Russia's new anti-terror laws could cost Russian delivery companies 180 billion rubles ($2.8 billion), the Vedomosti newspaper reported Wednesday, citing the Russian Association of Long-Distance Traders.

Under the new laws, which come into force from July 1 2018, postal service providers will be required to employ X-rays, metal and gas detectors, and other equipment to scan for the presence of weapons, explosive devices and other illegal items in letters and parcels.

The Russian State Postal Service, who currently hold 70 percent of the market share, have estimated that purchasing the required equipment for all of its 42,000 branches will cost at least 500 billion rubles ($7.8 billion) with an extra 100 billion rubles ($1.5 billion dollars) needed annually for maintenance, Vedomosti reported.

The same regulations could double the cost of delivery for online stores, leading to an estimated 30 to 40 percent drop in online orders, said Alexander Ivanov, president of Russia’s Association of Long-Distance Traders.

“Shoppers will not buy goods whose delivery costs as much as the goods themselves,” he said.
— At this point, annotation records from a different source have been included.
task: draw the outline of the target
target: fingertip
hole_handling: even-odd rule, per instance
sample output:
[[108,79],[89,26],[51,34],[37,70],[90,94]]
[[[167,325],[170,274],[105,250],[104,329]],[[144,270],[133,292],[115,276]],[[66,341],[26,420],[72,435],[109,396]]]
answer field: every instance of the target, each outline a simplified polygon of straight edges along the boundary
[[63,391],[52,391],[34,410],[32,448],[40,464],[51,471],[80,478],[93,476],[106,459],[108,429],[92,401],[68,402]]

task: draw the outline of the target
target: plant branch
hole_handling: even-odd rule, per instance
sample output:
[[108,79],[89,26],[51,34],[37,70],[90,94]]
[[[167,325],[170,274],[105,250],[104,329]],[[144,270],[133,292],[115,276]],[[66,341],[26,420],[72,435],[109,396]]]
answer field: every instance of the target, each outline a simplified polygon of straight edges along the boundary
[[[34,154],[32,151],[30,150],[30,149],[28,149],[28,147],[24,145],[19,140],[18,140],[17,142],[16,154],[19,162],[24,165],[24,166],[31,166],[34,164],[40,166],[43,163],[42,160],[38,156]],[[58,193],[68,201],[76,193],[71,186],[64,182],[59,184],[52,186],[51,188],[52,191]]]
A raft of anti-terror legislation authored by ultra-conservative United Russia lawmaker Irina Yarovaya was approved last week by President Vladimir Putin.

The legislation has attracted strong criticism from both industry leaders and human rights groups for increasing state surveillance and placing large financial pressures on businesses.

American NSA whistleblower Edward Snowden said last week that the law “not only violates human rights, but common sense too.”